That’s the impression you probably came away with if you saw the movie God’s Not Dead, which came out on DVD last month. Some of you may have seen this in your Sunday school classes. Some of you may have gotten the “God’s Not Dead” texts from your friends.
Today I wish to direct your attention to a review of this movie by Neil Carter at Godless In Dixie. Basically the movie is a monumental fail; it is a sorry excuse for a film with nothing that even remotely resembles a plot, it does nothing more than tell evangelicals precisely the things they want to believe about atheists, and it exists for no purpose other than to tell us that we’re right and they’re all wrong.

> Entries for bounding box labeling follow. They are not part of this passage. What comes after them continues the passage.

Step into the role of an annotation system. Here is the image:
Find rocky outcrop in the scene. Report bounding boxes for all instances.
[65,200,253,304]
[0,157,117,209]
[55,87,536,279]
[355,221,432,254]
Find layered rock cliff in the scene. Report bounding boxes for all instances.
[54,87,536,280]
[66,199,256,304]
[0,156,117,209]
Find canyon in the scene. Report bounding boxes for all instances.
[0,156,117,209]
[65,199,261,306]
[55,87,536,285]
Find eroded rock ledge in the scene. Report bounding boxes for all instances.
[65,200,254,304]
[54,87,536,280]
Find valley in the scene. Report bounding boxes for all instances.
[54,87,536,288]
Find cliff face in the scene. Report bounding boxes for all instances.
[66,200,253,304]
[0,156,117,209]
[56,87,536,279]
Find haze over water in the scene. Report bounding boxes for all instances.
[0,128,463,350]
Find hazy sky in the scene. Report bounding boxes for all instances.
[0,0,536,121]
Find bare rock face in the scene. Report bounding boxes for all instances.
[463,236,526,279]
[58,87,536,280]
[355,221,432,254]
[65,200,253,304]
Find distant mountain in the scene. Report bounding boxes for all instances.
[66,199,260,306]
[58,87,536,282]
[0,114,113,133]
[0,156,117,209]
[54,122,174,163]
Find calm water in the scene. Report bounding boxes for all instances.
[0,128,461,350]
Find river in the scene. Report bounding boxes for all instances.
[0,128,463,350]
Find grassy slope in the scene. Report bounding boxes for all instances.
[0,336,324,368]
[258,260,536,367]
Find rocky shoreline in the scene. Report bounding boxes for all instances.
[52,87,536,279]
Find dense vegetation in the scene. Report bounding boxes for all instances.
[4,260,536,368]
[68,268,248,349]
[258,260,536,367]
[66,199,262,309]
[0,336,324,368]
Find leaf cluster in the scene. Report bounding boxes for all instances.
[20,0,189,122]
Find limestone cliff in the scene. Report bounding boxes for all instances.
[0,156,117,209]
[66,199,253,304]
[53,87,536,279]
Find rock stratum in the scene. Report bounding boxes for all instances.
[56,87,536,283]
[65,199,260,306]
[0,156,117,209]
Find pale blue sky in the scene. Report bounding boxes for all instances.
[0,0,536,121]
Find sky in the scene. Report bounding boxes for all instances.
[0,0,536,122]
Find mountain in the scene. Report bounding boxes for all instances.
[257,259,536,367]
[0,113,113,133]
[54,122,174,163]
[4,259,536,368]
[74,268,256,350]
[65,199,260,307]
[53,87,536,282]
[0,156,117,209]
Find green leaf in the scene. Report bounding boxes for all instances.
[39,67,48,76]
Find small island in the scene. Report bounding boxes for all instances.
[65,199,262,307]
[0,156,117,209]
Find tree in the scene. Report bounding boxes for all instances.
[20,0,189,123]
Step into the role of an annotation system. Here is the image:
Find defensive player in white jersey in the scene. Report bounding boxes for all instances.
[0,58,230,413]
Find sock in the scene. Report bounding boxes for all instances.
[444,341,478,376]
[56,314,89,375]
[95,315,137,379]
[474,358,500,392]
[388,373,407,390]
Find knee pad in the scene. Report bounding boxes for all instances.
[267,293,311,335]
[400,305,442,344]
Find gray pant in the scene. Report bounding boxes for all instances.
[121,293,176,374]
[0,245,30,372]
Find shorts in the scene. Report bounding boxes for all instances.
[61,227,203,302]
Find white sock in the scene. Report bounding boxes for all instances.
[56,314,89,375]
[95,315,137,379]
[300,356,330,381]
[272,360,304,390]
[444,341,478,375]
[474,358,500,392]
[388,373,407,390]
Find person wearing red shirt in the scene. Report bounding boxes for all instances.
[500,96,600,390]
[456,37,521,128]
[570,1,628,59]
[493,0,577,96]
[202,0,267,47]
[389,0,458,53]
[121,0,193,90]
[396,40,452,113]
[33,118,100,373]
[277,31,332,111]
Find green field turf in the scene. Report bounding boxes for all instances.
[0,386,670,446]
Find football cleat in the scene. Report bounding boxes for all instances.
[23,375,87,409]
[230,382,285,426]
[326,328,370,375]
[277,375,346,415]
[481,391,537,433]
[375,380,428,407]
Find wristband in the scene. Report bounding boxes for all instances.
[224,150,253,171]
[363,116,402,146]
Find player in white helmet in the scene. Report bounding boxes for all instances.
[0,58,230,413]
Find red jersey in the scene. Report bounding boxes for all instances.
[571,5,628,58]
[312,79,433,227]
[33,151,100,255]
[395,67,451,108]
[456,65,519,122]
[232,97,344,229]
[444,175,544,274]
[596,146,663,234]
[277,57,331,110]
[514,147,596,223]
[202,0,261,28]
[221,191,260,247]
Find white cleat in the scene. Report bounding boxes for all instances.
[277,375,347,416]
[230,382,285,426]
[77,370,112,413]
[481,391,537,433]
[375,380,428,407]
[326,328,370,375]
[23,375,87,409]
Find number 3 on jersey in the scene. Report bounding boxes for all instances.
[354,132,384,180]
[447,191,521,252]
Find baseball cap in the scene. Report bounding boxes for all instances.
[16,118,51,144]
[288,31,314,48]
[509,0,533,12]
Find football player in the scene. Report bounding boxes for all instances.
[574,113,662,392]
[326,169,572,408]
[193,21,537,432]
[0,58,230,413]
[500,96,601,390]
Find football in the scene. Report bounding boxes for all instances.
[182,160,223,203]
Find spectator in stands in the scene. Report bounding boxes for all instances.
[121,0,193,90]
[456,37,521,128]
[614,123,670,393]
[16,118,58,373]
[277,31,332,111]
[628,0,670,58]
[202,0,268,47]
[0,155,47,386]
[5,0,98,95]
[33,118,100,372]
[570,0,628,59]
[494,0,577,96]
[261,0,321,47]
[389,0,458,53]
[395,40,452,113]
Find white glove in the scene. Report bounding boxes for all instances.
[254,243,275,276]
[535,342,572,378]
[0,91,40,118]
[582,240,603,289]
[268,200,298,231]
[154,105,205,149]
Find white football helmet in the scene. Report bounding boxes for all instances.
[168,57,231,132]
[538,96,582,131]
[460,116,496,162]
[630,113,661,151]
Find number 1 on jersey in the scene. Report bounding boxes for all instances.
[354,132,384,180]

Carter breaks down several things he learns about atheists from seeing the movie, then offers these quotes:
In the end the central injustice of this movie is its failure to fairly represent a class of people whom Christians purport to love. But it’s not loving people well to misrepresent them this badly. This movie caricatures, dehumanizes, and depersonalizes people like me, portraying us in the worst possible light. How could I not find this movie disgustingly offensive? Every single atheist in this film is a spineless, uncaring jerk. This is how you love someone like me? You made atheists the bad guys! And not even complex bad guys. You made us two-dimensional cartoon villains who rub our hands together menacingly, tweaking our pencil-thin moustaches above our sinister grins. Children should be afraid to come near us. Employers should think twice before hiring us. And clearly women should steer clear of dating us because obviously we lack hearts.
This is not love. You cannot love people while ignoring everything they tell you about themselves. You are not loving people when you refuse to listen to their stories. You are not loving them well when you decide before hearing them that you already know all that you need to know about them, overruling their own self-descriptions and self-identifications because you are convinced you know better than they do what’s going on inside of them. When you continually speak of people in terms to which they cannot agree, you are not showing them respect or validating them as real people. This movie represents a grievous failure to love people like me. If you watch this and then beg me to go watch it as well, it tells me that in some way you accept its presentation of what I am like even though I’m telling you it’s not accurate. If you say you are to be known by how you love, then this should upset you. The words may be there, but the thing your words promise is not.
So if you are a Christian and if you are able to make it through this film without cringing at the stereotypes and misrepresentations it presents, I cannot imagine you will be able to see me for who I really am or relate to me in any way that is based in reality. If you harbor such a grotesquely caricatured straw man picture of what I’m like, then I dare say you won’t be able to hear a word I’m saying. If this movie doesn’t irritate you the way I know it would have irritated me when I was a Christian, you need to spend some time getting to know real flesh-and-blood non-believers. I’ll wager you wouldn’t ordinarily have much motivation to do that (except in order to engage us in debate). But someone you love may be an atheist, and I’m trying to warn you that as long as this movie doesn’t make you nauseous for all its misrepresentations and clichés, you aren’t gonna love your loved one well. You’re going to need some real conversations in which you ask some sincere questions and let your loved one tell you about themselves and their own thought processes without trying to cram what they say into a pre-conceived doctrinal grid. Is loving them worth that to you? Are you secure enough in your faith to even have such a conversation with someone like me?